Even so, in most of the articles published (n = 19), gene-environmental interactions were not considered. In 6 studies they were not found,55, 62, 65, 66, 80, 84 whereas in another 6, some level of interaction was observed.60, 63, 64, 68, 74, 77 Only a few studies assessed the effect of gene-gene interactions. An interaction was shown between IL-1B and IL-RN genetic variants,28 but no interaction was observed between GSTM1 and GSTT1 null genotypes.62, 63
It is noteworthy that significant limitations in studies published so far came from potential selection bias. No prospective cohort studies on genotypes and GC risk have been identified, and only 5 of the 25 case-control published studies were population-based. Most of the case-control studies were hospital based. Diseases included in hospital controls may be associated with specific genotypes, leading to selection bias. Moreover, mixture of populations has not usually been taken into account in study design.90
Several remarks regarding tumor histology and anatomic location should be made. It has been postulated that genetic pathways involved in intestinal and diffuse type GC tumorigenesis may differ,13 and it has been suggested that genetic background could be more important in GC of the diffuse type.12 However, only 528, 31, 32, 55, 68 of the 19 articles providing information on tumor histology showed some difference in allele distribution according to histologic type. Altogether, the accumulated evidence seems to disregard significant differences between tumor histology according to the genetic variants so far analyzed. Studies addressing the role of variants in genes shown to be distinctly activated according to tumor histology (i.e., E-cadherin)87 will be valuable in clarifying this issue.

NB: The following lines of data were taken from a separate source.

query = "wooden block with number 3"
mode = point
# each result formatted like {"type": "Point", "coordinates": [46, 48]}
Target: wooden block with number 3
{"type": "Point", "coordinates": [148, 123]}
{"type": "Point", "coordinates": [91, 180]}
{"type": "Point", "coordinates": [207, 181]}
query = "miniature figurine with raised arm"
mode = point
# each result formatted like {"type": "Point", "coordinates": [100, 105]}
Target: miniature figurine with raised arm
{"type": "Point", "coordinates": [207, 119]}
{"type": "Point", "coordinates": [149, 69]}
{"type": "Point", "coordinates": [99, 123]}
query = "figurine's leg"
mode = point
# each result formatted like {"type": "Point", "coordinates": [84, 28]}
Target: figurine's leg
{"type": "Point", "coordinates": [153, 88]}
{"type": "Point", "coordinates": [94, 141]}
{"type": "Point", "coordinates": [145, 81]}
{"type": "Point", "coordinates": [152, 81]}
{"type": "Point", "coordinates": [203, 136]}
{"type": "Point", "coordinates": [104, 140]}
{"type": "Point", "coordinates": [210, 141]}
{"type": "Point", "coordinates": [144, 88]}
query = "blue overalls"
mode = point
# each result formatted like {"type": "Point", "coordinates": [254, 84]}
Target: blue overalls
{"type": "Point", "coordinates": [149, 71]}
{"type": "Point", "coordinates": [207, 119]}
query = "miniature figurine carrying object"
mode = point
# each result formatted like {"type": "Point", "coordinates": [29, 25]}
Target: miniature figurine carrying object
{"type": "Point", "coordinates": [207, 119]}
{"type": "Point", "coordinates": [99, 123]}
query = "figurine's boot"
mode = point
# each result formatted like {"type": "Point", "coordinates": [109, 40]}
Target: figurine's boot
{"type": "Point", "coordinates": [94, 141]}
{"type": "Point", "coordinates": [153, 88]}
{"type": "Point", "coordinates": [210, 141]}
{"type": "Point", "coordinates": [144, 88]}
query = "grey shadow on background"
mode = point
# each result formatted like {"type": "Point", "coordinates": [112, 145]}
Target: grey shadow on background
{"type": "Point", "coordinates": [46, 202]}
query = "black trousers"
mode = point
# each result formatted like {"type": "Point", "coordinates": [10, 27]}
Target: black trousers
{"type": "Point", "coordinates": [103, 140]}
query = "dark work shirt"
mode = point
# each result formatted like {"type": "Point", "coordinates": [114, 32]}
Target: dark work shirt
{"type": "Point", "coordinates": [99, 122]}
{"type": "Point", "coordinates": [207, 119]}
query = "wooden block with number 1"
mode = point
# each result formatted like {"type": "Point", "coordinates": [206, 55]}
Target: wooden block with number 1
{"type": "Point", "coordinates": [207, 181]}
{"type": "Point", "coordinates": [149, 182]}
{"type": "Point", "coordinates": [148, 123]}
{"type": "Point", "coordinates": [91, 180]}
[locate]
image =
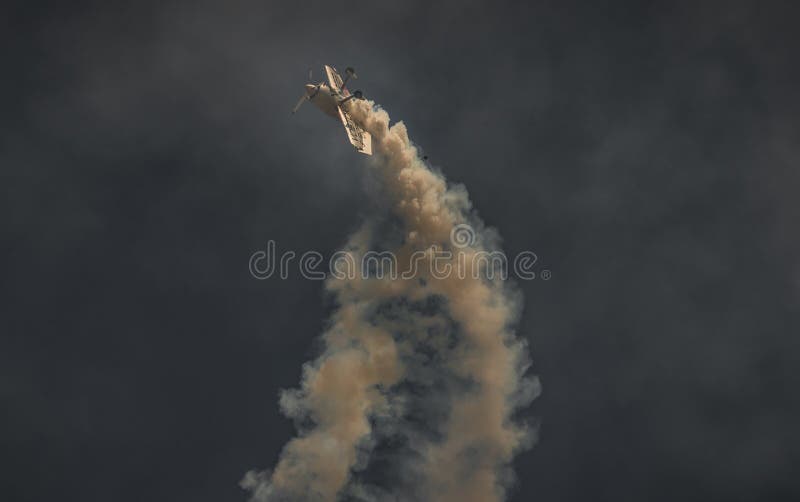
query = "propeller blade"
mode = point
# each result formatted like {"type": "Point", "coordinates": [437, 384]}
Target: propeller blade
{"type": "Point", "coordinates": [303, 99]}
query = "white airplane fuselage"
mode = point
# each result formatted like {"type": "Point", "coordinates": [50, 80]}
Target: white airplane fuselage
{"type": "Point", "coordinates": [323, 99]}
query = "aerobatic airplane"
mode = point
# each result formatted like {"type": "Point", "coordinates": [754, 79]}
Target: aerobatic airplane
{"type": "Point", "coordinates": [332, 98]}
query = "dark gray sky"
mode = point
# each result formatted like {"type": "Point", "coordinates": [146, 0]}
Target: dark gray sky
{"type": "Point", "coordinates": [648, 153]}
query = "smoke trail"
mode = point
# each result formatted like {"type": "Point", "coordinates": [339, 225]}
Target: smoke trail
{"type": "Point", "coordinates": [414, 394]}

GC of the cardia deserves a special comment because of its increasing incidence in developed countries,91 in spite of the decrease in incidence of gastric body and antral tumors. In fact, combined analysis of nested case-control studies has shown that Hp does not increase the risk of cardia cancer,92 suggesting that both tumor types may be associated, at least in part, with different risk factors. However, few studies19, 27, 29, 63, 64, 74, 77 have addressed the effect of individual genetic variability and anatomic site. Only 2 have observed a higher risk of cardia cancer associated with genetic variation of MTHFR74 and XRCC1.77 The low number of cardia cases available in most of the studies prevents us from making more conclusions on the specific role of genetic variation in cardia cancer.

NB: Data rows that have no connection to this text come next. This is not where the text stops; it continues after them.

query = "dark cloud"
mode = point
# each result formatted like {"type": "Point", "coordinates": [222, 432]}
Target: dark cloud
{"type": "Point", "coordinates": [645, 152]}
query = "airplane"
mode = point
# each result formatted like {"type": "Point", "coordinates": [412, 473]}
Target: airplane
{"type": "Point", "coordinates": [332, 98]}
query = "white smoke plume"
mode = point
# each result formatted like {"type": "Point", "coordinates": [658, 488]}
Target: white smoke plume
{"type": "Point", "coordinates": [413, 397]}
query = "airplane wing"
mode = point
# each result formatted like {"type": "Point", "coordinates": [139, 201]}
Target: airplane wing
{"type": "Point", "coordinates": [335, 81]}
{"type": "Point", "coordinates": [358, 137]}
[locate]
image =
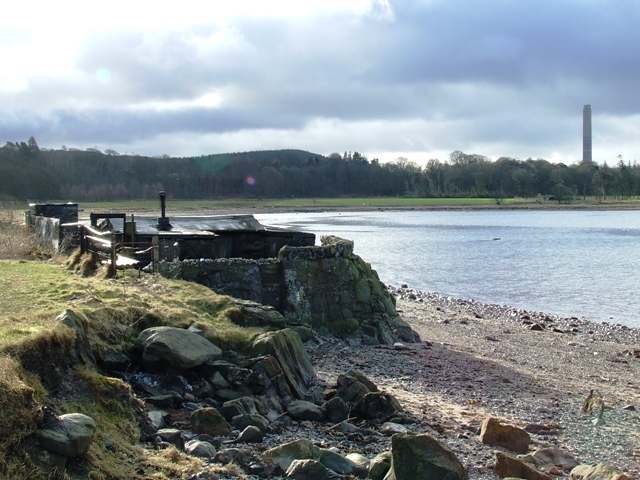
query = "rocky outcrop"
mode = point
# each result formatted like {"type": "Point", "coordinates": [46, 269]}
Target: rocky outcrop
{"type": "Point", "coordinates": [506, 436]}
{"type": "Point", "coordinates": [287, 349]}
{"type": "Point", "coordinates": [597, 472]}
{"type": "Point", "coordinates": [83, 350]}
{"type": "Point", "coordinates": [335, 292]}
{"type": "Point", "coordinates": [508, 465]}
{"type": "Point", "coordinates": [422, 457]}
{"type": "Point", "coordinates": [177, 346]}
{"type": "Point", "coordinates": [326, 288]}
{"type": "Point", "coordinates": [69, 435]}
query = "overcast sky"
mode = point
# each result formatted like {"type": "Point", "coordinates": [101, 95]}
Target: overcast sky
{"type": "Point", "coordinates": [386, 78]}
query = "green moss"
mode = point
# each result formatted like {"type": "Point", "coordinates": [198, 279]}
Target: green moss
{"type": "Point", "coordinates": [348, 325]}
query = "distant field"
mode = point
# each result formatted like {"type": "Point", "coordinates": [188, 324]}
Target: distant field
{"type": "Point", "coordinates": [295, 203]}
{"type": "Point", "coordinates": [249, 205]}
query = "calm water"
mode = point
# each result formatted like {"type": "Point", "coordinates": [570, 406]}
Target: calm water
{"type": "Point", "coordinates": [584, 264]}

The best scientific evidence on genetic factors associated with GC risk will be obtained from large cohort studies that take into account simultaneously the different factors potentially involved in gastric carcinogenesis: genetic variability, Hp infection and environmental exposure. Success in identifying inherited factors involved in modifying the risk of environmental factors will depend on the direct exploration of interactions between genes and environment.93 Furthermore, simultaneous analysis of different polymorphic genes should also be made, since most of the studies performed so far have analyzed only 1 gene, therefore excluding the possibility of identifying gene-gene interactions. The results of these types of studies will allow us to estimate the relative contribution of individual genetic variation to overall GC risk.